I wonder if it is possible to write a multithreaded object oriented socket library without getting deadlocks.
The only solution I have is a thread per connection design.
I test it by having a client connect to a server and sends a piece of data and the server replies and then the client disconnects. The server also have it's listening socket opening and closing. The timing between the two is varied. Eventually it deadlocks. Even ACE fails this test. (Funny thing is that ACE tried to fix it using flags like we did but there is still a hole there :) )
maybe you should have worked for me back then ..... or maybe... you haven't torture tested your work...hmmm.
Is that you Mike? You left me with quite an interesting deadlock in that library, not to mention the log output to pick through.
I think ACE is the only common example I can comment on as source is available. I'll try to upload a perl script as a client for you to try. It's better if converted to C/C++.
Oh. that library and ACE took around 10000 to 15000 attempts before it deadlocked.
mike designed a really beautiful socket library, it looked like ACE (adaptive communication environment), wink wink, but it deadlocks. Thinking ACE being community driven should have this solved but it had the exact same problem. Sockets are by nature something asking for deadlocks. Comms flow one way and also the other way which is how deadlocks happen. I can have some control when it is one acceptor, one connector and one thread but when the connections are greater than the number of threads then you have to go through a select and a dispatcher which is where the problem is. Wife willing I will try to repeat this with ACE just to demonstrate.
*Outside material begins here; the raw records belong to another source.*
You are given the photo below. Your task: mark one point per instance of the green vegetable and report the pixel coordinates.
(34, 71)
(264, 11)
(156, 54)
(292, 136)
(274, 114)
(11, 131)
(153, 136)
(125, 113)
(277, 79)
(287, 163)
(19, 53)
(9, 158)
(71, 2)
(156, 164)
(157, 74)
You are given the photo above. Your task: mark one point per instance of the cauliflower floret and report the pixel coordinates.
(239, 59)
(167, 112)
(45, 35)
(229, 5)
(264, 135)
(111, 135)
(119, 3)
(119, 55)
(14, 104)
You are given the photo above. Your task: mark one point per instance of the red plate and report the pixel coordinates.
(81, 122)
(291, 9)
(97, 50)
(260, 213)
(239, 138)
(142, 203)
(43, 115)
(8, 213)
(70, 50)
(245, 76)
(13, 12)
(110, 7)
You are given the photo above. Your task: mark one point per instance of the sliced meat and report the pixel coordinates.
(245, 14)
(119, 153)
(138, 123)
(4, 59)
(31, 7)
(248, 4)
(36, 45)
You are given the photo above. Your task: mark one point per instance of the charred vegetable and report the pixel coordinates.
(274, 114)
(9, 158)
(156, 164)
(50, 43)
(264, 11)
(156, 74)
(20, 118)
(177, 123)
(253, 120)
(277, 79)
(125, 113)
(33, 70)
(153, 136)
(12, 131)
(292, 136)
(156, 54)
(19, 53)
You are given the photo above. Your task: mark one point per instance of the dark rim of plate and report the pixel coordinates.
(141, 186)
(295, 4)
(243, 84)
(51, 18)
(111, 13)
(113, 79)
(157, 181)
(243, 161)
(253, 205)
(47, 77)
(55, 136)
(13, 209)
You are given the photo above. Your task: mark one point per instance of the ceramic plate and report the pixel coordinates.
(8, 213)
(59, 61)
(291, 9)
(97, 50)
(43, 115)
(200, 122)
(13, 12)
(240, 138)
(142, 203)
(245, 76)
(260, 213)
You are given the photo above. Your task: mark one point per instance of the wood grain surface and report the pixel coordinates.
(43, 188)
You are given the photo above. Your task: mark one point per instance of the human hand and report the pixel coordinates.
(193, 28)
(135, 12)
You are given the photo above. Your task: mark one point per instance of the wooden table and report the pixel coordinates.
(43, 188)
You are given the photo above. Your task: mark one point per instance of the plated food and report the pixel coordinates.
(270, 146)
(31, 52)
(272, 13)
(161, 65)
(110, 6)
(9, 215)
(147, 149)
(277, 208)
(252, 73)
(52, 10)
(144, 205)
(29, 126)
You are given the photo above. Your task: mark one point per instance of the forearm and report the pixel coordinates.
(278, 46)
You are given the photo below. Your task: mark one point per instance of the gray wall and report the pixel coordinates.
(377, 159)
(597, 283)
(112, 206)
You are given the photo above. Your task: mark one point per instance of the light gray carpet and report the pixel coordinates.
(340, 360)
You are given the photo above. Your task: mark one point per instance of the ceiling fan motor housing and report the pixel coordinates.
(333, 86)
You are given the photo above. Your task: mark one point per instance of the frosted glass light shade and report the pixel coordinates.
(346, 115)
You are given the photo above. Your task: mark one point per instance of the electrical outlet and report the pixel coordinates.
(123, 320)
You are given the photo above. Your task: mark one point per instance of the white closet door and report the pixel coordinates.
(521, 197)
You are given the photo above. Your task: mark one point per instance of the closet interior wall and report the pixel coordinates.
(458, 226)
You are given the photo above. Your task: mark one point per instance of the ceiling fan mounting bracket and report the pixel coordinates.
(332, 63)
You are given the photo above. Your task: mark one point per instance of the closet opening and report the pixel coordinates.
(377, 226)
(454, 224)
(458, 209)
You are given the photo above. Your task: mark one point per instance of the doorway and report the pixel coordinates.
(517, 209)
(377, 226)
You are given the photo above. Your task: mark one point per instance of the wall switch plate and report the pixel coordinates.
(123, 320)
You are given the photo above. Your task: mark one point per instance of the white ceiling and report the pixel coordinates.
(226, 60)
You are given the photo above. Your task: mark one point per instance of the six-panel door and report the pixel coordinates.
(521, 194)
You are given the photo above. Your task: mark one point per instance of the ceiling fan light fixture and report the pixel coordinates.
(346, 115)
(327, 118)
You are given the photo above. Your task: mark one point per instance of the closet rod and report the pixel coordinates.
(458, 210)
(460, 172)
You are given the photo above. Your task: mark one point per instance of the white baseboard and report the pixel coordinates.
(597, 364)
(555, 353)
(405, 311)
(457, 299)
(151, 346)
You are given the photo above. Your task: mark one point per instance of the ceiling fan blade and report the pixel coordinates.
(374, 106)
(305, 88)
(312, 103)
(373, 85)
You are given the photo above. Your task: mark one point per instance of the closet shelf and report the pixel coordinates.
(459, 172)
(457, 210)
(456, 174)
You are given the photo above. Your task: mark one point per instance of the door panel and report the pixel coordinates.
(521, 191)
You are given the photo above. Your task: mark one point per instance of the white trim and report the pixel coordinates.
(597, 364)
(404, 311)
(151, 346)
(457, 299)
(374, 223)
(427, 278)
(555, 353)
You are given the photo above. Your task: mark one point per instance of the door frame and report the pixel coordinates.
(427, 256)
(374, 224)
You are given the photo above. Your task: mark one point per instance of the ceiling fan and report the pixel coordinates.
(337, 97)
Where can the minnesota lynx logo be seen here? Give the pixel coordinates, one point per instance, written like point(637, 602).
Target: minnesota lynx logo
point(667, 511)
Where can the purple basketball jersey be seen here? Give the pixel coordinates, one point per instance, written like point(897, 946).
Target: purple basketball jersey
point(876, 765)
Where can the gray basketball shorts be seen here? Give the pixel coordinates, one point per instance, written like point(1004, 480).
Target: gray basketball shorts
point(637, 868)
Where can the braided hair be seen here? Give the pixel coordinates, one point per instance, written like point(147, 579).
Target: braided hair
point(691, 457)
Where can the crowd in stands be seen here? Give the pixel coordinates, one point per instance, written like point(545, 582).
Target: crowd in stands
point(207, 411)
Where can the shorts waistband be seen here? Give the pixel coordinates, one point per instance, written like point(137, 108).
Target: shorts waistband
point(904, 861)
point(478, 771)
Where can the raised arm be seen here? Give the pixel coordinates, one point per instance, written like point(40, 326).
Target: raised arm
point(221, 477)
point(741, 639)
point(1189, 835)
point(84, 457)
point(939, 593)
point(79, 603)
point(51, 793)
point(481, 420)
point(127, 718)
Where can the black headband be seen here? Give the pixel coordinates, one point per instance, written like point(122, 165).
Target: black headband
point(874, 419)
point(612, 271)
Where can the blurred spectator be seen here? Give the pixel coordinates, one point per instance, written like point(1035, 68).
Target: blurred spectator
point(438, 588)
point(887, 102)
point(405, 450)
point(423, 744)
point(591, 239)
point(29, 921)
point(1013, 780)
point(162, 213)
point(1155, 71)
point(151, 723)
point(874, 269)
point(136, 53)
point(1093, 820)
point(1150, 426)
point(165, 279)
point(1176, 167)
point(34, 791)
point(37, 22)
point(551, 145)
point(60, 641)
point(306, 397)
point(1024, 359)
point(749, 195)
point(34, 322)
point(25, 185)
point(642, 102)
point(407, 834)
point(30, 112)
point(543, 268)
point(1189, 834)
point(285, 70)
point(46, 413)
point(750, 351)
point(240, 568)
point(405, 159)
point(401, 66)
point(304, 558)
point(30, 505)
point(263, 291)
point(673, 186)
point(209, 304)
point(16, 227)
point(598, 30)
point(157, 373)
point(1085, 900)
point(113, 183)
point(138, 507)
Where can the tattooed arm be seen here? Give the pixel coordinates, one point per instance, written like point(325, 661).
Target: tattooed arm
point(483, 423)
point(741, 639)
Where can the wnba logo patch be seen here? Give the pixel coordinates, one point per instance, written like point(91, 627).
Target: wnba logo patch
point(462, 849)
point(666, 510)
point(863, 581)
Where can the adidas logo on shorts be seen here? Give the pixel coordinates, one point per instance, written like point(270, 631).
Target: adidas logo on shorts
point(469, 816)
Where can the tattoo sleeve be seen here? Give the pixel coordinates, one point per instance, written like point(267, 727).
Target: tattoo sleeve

I know this is a C++ forum, the perl is an external generator to tickle the C++ server. My general principle is that you can use any tools that exists to test your C++ code (so that people would write test code).
Boost ASIO was made for things like this. They provide a way to efficiently make a thread pool and a way to efficiently use the thread pool for multiple connections asynchronously. Also, Boost ASIO can be header based or compiled. It can be optimized for wanted executable size, etc.
Boost ASIO was made for things like this. They provide a way to efficiently make a thread pool and a way to efficiently use the thread pool for multiple connections asynchronously.
But does it work? It would be interesting if khamara could run his test suite over such an implementation.
I'd give my IRC library example but I messed that up awhile back and it's rather horrid looking at the moment, not to mention I have an incredibly ugly file layout. I can remake the example in a day though... I just need to fix up my Linux partition and get back to work :P
@kbw - I couldn't make boost::asio fail in an unexpected way with all of the hardware available to me. (I consider the machine running out of available sockets 'expected'.)